The Vietnam conflict cost SAC 22 B-52Ds. Surface-to-air missiles and other ground defenses accounted for 12 of the losses. Ten B-52Ds were lost in operational accidents of one kind or another.
The B-52D production ended in late 1957, the last 6 productions being accepted by the Air Force in November. Air Force accepted 101 B-52Ds from Seattle; 69 from Wichita. Only 1 B-52D was accepted in FY 56 (June 1956); 92 in FY 57 (between July 1956 and June 1957); and 77 in FY 58 (all in calendar year 1957). Cost per aircraft was: $6.58 million: Airframe, $4,654,494; engines (installed), $1,291,415; electronics, $68,613; ordnance, $17,928; armament (and others), $548,353.53. Another price decrease, almost $700,000 below the B-52C's cost.

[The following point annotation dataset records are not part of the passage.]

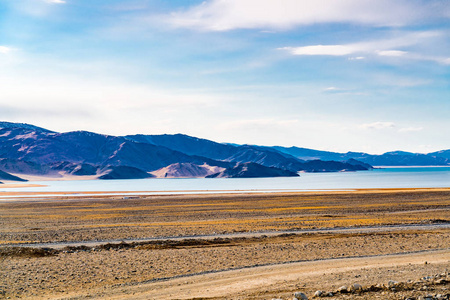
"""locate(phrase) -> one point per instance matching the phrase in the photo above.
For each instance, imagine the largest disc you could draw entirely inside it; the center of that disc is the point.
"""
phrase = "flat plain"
(246, 232)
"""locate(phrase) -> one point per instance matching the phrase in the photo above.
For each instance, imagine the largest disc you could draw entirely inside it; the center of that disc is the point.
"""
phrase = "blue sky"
(347, 75)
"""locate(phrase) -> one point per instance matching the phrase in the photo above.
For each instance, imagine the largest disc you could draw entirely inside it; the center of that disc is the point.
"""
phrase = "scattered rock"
(356, 287)
(319, 294)
(300, 296)
(343, 289)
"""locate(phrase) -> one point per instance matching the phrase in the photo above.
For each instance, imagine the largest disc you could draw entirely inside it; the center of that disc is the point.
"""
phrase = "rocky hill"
(250, 170)
(30, 150)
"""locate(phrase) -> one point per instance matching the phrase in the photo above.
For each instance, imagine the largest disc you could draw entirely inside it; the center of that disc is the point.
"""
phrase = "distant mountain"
(442, 153)
(250, 170)
(124, 172)
(223, 152)
(187, 170)
(23, 126)
(30, 150)
(394, 158)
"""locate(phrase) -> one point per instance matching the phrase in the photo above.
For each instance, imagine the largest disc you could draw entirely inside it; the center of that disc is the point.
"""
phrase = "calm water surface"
(400, 177)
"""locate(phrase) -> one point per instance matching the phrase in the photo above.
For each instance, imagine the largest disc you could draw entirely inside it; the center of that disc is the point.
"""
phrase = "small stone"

In accordance with Secretary McNamara's mid-sixties decision to cut down the strategic bomber force by mid-1971, SAC inactivated 3 squadrons of B-52D and B-52E aircraft during the early part of 1967. This action, however, did not spell the immediate retirement of the aircraft that had been attached to the inactivated units. Badly needed elsewhere, the Big Belly B-52Ds were immediately used to bolster the resources of the B-52D wings committed to Southeast Asia. The B-52Ds actually outlived 2 subsequent B-52 models. In 1973, a partial retirement of the B-52D fleet was planned. Based on the age and condition of their airframe, 45 B-52Ds were earmarked for phaseout by September 1974.

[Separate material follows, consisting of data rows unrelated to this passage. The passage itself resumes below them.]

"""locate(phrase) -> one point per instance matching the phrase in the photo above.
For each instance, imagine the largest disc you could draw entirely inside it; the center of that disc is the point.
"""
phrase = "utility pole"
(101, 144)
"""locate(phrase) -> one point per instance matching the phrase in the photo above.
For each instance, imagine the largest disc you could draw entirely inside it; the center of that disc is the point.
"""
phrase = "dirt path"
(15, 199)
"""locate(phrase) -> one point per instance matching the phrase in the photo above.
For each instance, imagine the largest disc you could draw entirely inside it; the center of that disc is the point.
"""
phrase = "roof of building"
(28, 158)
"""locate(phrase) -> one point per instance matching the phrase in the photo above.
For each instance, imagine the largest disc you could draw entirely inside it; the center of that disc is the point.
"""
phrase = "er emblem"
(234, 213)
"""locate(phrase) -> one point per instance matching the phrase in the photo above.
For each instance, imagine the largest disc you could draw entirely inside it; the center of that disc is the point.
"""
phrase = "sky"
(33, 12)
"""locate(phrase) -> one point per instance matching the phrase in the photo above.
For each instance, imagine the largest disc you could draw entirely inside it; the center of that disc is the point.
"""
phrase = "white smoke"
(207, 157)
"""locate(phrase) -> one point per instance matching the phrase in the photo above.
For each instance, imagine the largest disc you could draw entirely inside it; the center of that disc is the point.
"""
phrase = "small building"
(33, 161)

In mid-1973, SAC forces still counted about 130 B-52Ds. Some of these aircraft were on their way out-45 by the fall of 1974 and a few others soon afterward. But 80 B-52Ds were expected to see unrestricted service into the 1980s. The Air Force was negotiating a contract with Boeing for the Wichita fabrication of kits and the reworking of wings that would be installed on the 80 B-52Ds, during the aircraft's regular depot maintenance. The cost of extending the B-52D's operational life seemed high, over $200 million for 80 planes, but the Air Force believed it had no alternative. As explained by Secretary of Defense Elliot L. Richardson to the Senate Armed Services Committee, without the hi-density B-52Ds, the Strategic Air Command's conventional bombing capability would be at the expense of its other missions. As approved by the Office of the Secretary of Defense on 30 November 1972, the modification, identified as engineering change proposal (ECP) 1581, promised to be extensive. It included redesign and replacement of the lower wing skin, to make it similar to the B-520 wing, and in the process Boeing was to use a more fatigue resistant alloy. The wing center panel was also to be redesigned and replaced. Finally, ECP 1581 called for new upper longerons and some new fuselage side skins. Also, the pressure bulkhead in the B-52D nose would be changed. Already delayed for lack of money, ECP 1581 had been programmed to take at least 2 years.
Two B-52Ds of the 28th Bomb Wing, Ellsworth AFB, South Dakota, established world speed records over 2 different routes. One B-52D flew at 560.705 miles per hour for 10,000 kilometers in a closed circuit without payloads; the other, at 597.675 miles per hour for 5,000 kilometers, also in a closed circuit without payloads.